I continued shooting though, as well as developing films and making proof sheets of the films. When some time was available, I experimented with different ways to print my photos.
The question of printing process
The major reason why the silver bullet – traditional enlargements, chemical development – could not be used: Our apartment lacks the space necessary to set up a darkroom able to handle print development. Turning the bathroom into a darkroom by putting an enlarger onto the toilet seat and some development trays in the shower is nice for some fooling around, but not for producing a reasonable quantity of prints. The throughput rate would be far too low. While I do hope to be able to set up a real darkroom again in the future, for now I will continue to use a hybrid workflow, meaning I take my photos on film, scan them and use the computer to prepare them for printing.
Besides the question of the throughput – or maybe better output – rate, there were further requirements which the printing process would have to meet:
– The prints need to be reasonably archivable (they should not degrade before I do, print durability should be in excess of 60 years)
– The prints should cost as little as possible (a drugstore print of the size 13x18cm costs around 0,40€. Nice for a few quick prints, but too much when having to print a lot)
– Print quality (resolution, tonality, luster) should still be as high as possible
After some experiments with on-demand digital photobook printing, which proved to not be right for me due to reasons of cost and lack of control over the process, I tried to print the photos myself using an inkjet printer. That one did a good job preserving the tonality of the negatives, but I do not print every day (or even week) and the danger of inks drying out in the printer is looming too large. (The printer wasting ink on purpose to flush out its printing heads is also unacceptable for financial reasons.)
I then stumbled upon “xerography” or electro photographical printing. The prints meet common archival standards and are not very costly in production. Their only downside is that tonality is not too good (resolution is reasonable though). Even if electro photographical printing sounds exotic to you, you probably have already encountered the process: It is the same one used in the humble photocopier. Following some deliberations, I figured since exhibition prints would be done through a different process anyway, xerography is the way to go for producing this little ongoing catalog of my work.

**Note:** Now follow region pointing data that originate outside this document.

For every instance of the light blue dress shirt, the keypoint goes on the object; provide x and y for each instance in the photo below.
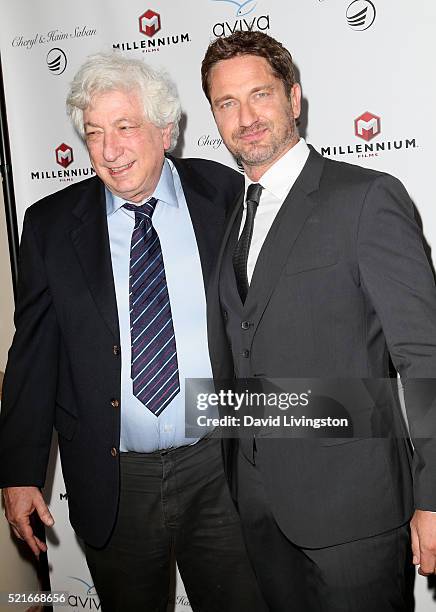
(142, 431)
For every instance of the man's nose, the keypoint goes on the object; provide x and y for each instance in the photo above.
(247, 114)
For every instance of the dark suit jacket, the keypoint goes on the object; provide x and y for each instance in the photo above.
(64, 365)
(341, 285)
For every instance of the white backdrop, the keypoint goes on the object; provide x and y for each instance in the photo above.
(369, 96)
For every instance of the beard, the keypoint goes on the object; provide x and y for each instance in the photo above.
(258, 154)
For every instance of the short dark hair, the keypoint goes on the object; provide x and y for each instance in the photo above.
(250, 43)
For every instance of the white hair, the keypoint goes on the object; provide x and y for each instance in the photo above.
(105, 72)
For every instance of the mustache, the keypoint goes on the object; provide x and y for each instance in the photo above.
(252, 129)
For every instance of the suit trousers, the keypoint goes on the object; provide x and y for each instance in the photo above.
(372, 574)
(175, 503)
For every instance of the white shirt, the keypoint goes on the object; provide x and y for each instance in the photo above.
(276, 183)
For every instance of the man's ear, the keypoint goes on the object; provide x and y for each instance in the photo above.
(296, 100)
(166, 135)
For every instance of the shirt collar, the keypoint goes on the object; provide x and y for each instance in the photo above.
(164, 192)
(279, 179)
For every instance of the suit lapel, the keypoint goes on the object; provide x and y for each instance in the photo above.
(91, 242)
(296, 208)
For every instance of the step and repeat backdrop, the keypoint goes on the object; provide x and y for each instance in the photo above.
(366, 69)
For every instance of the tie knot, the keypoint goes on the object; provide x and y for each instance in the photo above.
(253, 193)
(145, 210)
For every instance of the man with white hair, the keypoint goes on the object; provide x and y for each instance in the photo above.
(110, 321)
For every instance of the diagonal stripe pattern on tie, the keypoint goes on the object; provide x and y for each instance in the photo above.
(155, 372)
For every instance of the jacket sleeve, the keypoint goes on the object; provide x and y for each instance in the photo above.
(398, 280)
(26, 419)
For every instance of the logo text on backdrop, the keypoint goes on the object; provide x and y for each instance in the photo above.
(150, 22)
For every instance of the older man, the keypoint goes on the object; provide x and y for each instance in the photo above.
(110, 320)
(323, 274)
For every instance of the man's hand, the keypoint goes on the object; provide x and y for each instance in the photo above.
(423, 531)
(20, 503)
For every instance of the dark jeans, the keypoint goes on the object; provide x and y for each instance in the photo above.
(369, 575)
(177, 502)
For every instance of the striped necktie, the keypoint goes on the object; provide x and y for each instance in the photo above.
(155, 371)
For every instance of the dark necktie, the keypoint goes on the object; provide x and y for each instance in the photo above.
(240, 256)
(155, 371)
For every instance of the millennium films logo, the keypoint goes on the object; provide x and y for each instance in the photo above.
(367, 126)
(245, 20)
(149, 25)
(64, 157)
(85, 597)
(56, 61)
(360, 14)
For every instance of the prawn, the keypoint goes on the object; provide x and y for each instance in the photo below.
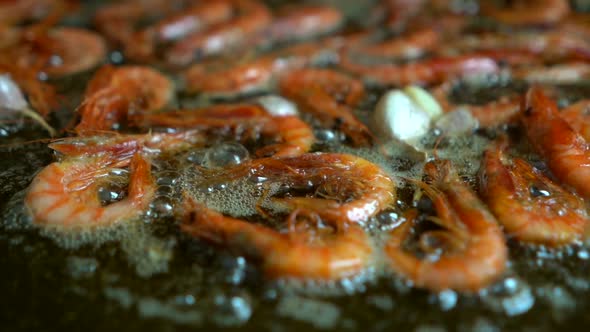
(408, 46)
(528, 12)
(329, 96)
(314, 255)
(116, 92)
(251, 18)
(429, 71)
(529, 205)
(64, 195)
(296, 136)
(577, 116)
(117, 20)
(303, 22)
(254, 75)
(476, 254)
(350, 189)
(565, 151)
(66, 51)
(498, 112)
(195, 18)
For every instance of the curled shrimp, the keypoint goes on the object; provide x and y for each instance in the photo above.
(350, 189)
(565, 151)
(321, 255)
(528, 12)
(251, 17)
(498, 112)
(476, 254)
(329, 96)
(195, 18)
(64, 195)
(117, 20)
(251, 76)
(303, 22)
(564, 73)
(529, 205)
(66, 51)
(17, 11)
(577, 116)
(116, 92)
(295, 136)
(429, 71)
(409, 46)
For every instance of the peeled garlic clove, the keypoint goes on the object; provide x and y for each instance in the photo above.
(398, 117)
(277, 105)
(424, 100)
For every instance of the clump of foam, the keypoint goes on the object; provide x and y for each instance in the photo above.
(149, 254)
(320, 314)
(238, 198)
(344, 286)
(512, 296)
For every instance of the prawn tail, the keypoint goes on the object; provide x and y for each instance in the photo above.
(141, 183)
(199, 221)
(439, 173)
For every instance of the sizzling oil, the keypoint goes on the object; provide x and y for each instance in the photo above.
(148, 276)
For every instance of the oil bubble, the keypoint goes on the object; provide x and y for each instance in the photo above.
(225, 154)
(232, 310)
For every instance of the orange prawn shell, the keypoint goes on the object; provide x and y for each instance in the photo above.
(482, 258)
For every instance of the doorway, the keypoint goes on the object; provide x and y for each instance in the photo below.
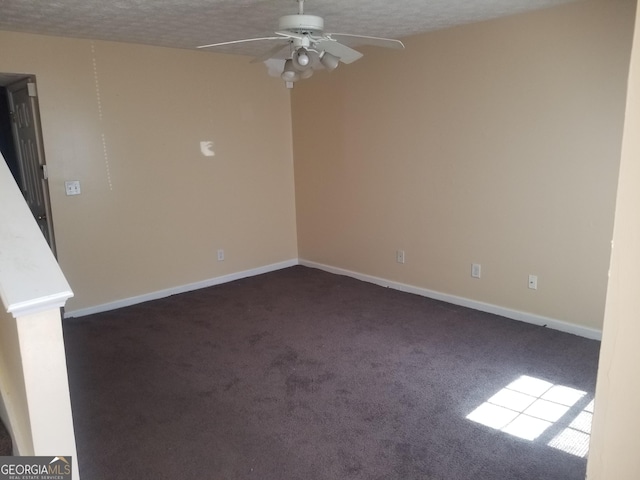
(21, 146)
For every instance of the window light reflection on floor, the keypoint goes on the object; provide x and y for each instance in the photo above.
(527, 407)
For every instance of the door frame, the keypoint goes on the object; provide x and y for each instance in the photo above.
(12, 82)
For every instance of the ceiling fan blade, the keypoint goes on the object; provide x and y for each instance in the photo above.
(286, 34)
(271, 53)
(366, 40)
(344, 53)
(246, 40)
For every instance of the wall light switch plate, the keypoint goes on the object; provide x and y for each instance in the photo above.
(476, 269)
(72, 187)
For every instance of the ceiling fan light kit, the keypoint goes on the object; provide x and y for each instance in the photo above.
(309, 47)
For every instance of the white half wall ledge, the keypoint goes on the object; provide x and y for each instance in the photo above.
(105, 307)
(30, 278)
(531, 318)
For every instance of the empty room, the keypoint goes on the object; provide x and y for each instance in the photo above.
(401, 251)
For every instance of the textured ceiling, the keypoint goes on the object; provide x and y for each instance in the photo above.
(188, 23)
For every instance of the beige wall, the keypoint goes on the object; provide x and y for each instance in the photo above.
(127, 121)
(13, 393)
(496, 143)
(614, 445)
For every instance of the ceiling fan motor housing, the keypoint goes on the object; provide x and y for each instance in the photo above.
(309, 24)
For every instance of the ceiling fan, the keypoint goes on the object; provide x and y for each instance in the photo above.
(309, 47)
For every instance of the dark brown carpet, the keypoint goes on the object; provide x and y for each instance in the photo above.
(301, 374)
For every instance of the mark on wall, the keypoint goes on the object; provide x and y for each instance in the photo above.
(99, 101)
(206, 148)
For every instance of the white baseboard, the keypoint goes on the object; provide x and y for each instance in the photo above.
(179, 289)
(465, 302)
(453, 299)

The editorial workflow for “reflex”
After the question of printing process was settled, another decision had to be made on how to edit my photos. Sometimes I work on limited projects, which turn into little portfolios of photos almost by themselves (compare the Greek wedding), but what about the photos I take day-to-day without any connecting thread? These form the bulk of photos I shoot, by a wide margin.

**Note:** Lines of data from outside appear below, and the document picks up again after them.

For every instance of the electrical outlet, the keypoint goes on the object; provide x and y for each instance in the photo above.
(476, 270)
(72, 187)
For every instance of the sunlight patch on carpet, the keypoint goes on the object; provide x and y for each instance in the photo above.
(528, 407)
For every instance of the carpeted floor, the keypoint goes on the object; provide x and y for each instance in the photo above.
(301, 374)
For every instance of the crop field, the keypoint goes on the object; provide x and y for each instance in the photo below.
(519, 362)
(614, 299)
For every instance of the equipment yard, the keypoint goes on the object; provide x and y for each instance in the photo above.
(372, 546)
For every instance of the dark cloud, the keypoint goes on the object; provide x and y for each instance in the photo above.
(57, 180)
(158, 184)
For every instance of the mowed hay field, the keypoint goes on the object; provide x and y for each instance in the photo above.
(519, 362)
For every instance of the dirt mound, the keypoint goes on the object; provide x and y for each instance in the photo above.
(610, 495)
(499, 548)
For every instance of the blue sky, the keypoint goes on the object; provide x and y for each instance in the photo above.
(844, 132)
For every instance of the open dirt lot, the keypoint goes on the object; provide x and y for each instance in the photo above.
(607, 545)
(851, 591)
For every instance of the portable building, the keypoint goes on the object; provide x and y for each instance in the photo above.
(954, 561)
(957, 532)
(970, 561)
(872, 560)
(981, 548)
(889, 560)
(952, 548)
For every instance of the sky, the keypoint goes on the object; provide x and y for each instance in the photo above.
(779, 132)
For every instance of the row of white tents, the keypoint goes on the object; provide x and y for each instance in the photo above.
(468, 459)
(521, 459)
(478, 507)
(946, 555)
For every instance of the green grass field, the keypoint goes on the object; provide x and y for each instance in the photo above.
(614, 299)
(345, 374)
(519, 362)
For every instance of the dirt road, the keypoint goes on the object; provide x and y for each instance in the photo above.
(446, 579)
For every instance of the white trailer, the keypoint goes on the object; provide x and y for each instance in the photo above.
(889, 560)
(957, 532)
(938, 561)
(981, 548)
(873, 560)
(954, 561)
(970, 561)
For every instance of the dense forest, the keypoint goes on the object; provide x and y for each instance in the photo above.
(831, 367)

I decided to select 36 out of all the photos I take every quarter year (Jan.-Mar., Apr.-Jun., Jul.-Sept., Oct.-Dec.), purely based on the criterion of which photos I like. These will be printed, presented and archived together. What results over time will be a kind of photographic reflection of the world around me, in the shape of a photographic journal. The focus is smack on the pictures, usually printed one per page with as little captions provided as possible.
My wife Shoko helps me to embed the 36 photos selected into a simple layout using the software InDesign. After printing the pages, I stitch them together between two sheets of packaging paper, resulting in a durable booklet of 21cmx21cm. On the front of this, the most important information about the content is given, as well as the issue’s number.
Let’s see how long I can keep this up.